A fascinating new exhibition at the Natural History Museum delves into the world of coral reefs…Words Ginny Weeks.
With over 250 coral, fish and marine specimens, a live, sustainable* coral reef and a 180 degree panoramic virtual dive, the Coral Reefs: Secret Cities of the Sea exhibition provides a wonderful way to learn about the importance of our marine ecosystem.
Dr Ken Johnson, coral reefs researcher at the Natural History Museum says: “We admire the beauty of coral reefs, but we often overlook just how vital they are for the everyday lives of hundreds of millions of people around the world. Not only are they home to a diverse range of life, but reefs provide valuable food, income and coastal protection. Coral reefs are complex cities of the sea, with inhabitants playing differing roles. Together they maintain the health of these amazing ecosystems even as accelerating human impacts threaten them worldwide.''
Sir Michael Dixon, Director of the Natural History Museum adds; “Coral reefs and the creatures that inhabit them are being studied every day here at the Museum. The specimens and scientific research in this exhibition help us understand and predict the effect of human impact and climate change on our oceans, one of the biggest challenges facing our natural world today.”
The exhibition runs from 27 March until 13 September 2015. Tickets cost £10 for adults (including a voluntary donation to the Museum).
To celebrate, here are 10 fascinating facts about coral, along with pictures of some of the stars of the exhibit:
*The coral reef aquarium features marine life confiscated by UK customs or loaned from coral research tanks at the Horniman Museum and Gardens, London.
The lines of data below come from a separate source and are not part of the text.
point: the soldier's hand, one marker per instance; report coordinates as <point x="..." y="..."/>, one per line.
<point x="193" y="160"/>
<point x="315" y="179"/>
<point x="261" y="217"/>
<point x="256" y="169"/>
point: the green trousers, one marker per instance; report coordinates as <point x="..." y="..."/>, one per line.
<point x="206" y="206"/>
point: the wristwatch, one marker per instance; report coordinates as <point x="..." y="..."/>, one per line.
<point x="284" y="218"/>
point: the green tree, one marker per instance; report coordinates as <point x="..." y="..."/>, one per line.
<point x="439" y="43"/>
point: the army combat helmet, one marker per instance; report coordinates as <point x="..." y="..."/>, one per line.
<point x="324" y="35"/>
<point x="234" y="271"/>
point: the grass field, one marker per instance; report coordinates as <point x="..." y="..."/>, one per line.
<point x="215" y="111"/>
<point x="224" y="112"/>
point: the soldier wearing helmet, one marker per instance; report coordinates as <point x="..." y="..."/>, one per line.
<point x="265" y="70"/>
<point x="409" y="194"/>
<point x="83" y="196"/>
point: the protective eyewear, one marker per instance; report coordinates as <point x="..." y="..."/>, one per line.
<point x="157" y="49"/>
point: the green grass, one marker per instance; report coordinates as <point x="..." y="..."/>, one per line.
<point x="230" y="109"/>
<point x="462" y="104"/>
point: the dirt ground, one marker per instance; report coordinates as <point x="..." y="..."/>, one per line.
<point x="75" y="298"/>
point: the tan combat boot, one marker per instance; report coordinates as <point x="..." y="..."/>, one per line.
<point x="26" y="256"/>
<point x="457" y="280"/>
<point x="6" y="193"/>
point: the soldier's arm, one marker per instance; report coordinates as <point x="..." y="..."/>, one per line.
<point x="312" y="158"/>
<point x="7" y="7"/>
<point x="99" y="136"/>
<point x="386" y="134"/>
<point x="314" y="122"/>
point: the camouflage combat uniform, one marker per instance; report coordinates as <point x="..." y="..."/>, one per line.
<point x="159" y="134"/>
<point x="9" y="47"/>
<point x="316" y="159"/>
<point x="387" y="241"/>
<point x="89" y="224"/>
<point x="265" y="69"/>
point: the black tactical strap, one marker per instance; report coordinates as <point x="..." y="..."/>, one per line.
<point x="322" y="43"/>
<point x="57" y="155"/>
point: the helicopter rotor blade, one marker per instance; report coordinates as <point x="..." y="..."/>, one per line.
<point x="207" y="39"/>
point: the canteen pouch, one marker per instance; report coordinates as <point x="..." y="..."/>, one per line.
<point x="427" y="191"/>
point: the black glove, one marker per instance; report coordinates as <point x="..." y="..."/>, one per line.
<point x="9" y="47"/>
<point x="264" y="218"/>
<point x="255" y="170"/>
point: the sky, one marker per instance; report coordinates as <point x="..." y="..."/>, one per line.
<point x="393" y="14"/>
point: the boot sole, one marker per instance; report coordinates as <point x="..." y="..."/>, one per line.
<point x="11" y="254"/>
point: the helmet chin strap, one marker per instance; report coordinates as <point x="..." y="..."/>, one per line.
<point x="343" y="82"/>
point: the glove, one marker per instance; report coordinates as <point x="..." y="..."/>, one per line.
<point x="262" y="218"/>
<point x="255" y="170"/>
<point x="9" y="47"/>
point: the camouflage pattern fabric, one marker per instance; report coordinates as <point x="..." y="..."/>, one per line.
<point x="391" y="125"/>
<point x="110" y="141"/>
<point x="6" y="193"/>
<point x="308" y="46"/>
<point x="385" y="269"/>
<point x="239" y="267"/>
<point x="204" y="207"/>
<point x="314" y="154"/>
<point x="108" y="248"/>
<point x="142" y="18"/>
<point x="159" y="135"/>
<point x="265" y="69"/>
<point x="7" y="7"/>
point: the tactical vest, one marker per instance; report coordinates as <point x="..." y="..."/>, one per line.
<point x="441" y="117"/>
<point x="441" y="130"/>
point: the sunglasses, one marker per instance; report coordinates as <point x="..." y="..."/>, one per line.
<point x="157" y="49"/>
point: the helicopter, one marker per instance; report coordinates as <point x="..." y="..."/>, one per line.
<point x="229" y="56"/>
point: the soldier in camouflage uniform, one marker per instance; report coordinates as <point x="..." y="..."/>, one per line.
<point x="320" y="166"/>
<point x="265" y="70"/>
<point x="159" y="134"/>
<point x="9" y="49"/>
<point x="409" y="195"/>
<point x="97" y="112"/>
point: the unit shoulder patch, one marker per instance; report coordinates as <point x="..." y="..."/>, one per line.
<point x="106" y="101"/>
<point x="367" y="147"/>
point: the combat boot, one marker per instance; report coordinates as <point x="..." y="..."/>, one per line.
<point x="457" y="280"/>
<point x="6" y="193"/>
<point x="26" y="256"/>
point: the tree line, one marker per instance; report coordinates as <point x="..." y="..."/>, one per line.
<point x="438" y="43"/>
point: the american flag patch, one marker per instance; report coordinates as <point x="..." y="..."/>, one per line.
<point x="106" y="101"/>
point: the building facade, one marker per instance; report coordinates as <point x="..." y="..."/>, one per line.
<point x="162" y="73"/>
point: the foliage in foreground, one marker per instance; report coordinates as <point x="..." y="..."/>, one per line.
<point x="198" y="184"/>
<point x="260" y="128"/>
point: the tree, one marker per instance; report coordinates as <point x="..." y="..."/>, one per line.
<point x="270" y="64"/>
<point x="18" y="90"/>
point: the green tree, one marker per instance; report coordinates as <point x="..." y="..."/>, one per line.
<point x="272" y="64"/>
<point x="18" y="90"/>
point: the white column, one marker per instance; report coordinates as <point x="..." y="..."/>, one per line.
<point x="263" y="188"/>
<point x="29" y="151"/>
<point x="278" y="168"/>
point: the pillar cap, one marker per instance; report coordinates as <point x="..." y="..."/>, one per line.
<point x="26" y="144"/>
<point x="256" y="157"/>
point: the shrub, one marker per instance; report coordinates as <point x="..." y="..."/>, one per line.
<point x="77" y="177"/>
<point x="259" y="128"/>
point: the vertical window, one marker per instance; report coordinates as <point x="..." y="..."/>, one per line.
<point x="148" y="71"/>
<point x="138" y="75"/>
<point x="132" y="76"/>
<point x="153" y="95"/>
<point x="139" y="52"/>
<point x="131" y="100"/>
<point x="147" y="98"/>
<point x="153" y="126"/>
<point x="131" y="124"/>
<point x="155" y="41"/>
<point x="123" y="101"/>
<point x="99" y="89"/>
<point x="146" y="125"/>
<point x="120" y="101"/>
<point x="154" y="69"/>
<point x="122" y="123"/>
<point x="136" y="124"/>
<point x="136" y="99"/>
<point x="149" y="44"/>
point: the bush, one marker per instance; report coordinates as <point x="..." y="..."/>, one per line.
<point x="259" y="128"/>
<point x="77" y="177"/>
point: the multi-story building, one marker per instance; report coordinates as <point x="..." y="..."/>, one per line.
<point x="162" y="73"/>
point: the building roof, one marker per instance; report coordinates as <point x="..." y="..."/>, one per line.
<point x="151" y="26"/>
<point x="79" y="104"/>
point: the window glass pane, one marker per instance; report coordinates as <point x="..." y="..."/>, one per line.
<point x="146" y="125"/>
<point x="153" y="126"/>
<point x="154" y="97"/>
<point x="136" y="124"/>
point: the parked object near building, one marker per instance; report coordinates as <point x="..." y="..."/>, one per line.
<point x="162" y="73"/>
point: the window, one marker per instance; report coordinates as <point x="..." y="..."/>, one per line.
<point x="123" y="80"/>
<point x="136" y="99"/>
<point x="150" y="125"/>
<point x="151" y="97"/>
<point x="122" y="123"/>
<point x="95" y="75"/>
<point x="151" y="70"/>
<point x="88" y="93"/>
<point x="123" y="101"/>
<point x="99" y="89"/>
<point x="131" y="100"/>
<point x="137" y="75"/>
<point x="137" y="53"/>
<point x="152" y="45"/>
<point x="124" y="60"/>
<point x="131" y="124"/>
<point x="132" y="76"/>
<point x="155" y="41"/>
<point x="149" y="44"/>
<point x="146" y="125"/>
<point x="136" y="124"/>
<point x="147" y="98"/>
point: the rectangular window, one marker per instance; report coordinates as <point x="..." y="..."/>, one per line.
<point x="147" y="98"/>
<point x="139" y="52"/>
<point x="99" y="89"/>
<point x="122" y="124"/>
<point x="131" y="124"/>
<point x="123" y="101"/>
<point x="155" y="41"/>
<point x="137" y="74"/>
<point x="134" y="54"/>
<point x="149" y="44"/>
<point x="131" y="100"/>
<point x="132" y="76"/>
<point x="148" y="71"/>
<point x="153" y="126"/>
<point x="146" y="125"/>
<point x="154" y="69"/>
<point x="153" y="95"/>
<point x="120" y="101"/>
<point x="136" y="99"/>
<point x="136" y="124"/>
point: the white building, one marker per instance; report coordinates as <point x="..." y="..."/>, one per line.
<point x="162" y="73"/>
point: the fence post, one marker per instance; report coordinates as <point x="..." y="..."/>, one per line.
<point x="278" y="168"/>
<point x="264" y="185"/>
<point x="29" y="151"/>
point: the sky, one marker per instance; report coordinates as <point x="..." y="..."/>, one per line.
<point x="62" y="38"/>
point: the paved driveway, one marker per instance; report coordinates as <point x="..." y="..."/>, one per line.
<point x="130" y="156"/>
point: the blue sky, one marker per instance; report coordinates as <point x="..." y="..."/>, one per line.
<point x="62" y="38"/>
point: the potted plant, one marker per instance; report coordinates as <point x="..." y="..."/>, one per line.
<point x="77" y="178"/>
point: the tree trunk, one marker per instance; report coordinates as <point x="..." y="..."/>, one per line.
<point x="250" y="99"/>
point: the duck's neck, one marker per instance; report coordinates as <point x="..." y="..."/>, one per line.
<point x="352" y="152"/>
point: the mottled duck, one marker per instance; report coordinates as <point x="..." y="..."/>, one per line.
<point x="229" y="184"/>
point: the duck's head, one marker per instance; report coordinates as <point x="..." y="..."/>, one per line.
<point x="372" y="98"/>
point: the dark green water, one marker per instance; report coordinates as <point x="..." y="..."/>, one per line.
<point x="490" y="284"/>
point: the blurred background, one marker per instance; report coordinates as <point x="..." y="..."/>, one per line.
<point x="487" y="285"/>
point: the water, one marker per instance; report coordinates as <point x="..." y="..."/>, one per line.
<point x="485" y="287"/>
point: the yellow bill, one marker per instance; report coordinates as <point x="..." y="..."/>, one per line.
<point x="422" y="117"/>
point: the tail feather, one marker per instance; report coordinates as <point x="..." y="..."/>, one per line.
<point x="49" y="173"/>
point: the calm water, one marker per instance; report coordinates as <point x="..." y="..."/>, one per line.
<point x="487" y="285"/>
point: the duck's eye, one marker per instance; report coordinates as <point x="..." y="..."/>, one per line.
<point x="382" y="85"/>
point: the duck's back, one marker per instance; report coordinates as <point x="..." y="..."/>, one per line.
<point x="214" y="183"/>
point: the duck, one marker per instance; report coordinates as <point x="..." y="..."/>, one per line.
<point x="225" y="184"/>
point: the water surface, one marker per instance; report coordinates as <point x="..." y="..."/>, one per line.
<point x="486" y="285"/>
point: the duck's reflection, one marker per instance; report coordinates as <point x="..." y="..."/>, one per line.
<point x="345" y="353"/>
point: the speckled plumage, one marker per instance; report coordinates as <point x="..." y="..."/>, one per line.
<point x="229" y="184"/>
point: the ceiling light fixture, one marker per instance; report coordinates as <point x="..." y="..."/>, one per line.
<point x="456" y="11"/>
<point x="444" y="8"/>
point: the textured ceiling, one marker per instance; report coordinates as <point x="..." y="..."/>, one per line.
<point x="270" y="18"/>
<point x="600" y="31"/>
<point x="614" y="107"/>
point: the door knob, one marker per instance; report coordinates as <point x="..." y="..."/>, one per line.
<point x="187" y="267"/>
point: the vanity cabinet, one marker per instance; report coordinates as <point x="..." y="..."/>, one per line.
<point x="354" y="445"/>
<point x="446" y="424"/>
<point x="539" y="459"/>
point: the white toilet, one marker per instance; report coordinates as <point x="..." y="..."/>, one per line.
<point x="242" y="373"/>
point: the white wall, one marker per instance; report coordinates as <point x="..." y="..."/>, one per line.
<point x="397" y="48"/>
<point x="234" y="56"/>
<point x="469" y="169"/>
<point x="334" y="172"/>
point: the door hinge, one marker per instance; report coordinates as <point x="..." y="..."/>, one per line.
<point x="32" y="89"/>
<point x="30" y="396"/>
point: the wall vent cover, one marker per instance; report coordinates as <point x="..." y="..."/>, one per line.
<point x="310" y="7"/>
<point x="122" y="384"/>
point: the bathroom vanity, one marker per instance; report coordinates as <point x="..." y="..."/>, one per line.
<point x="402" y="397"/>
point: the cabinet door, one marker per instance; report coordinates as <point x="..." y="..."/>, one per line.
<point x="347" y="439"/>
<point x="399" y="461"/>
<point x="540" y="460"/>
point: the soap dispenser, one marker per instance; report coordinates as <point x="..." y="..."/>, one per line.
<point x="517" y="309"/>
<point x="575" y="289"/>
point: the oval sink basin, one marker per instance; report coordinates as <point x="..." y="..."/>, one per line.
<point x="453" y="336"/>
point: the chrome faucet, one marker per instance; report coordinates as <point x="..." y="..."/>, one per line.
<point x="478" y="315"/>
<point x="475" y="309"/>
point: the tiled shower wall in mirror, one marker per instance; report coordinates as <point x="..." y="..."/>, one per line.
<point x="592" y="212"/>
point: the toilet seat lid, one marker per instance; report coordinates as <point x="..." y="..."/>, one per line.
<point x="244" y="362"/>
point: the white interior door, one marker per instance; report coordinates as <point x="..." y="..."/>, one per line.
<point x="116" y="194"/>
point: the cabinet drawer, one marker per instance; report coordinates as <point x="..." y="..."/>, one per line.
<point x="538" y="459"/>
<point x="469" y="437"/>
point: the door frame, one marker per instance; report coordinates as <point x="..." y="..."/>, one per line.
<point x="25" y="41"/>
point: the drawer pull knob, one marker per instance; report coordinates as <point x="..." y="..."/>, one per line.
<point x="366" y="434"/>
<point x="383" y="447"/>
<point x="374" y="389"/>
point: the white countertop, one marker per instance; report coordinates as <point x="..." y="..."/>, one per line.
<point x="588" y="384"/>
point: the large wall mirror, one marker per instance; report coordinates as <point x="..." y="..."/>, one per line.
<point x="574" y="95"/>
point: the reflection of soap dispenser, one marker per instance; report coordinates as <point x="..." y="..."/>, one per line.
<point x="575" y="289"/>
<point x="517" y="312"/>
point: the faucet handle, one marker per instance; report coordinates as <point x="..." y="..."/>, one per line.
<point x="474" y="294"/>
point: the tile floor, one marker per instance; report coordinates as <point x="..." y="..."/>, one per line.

Six corals collected by Charles Darwin during his voyage on HMS Beagle from 1831 to 1836. They illustrate his first ever scientific theory, all about coral reef formation.
Giant Turbinaria coral – one metre wide with many layers, it was home to thousands of marine creatures.
Giant clam – weighing the same as 300 bags of sugar, this is the largest of all living bivalves. It is currently at threat of extinction due to overfishing.
Giant grouper – a gentle giant that is easy to catch, and vulnerable to overfishing. At over three metres long – similar in size to a large motorcycle – it is the largest bony fish on coral reefs.
Sea fan – a delicate lace-like structure that helps to filter food out of the water and is home to seahorses and nudibranchs.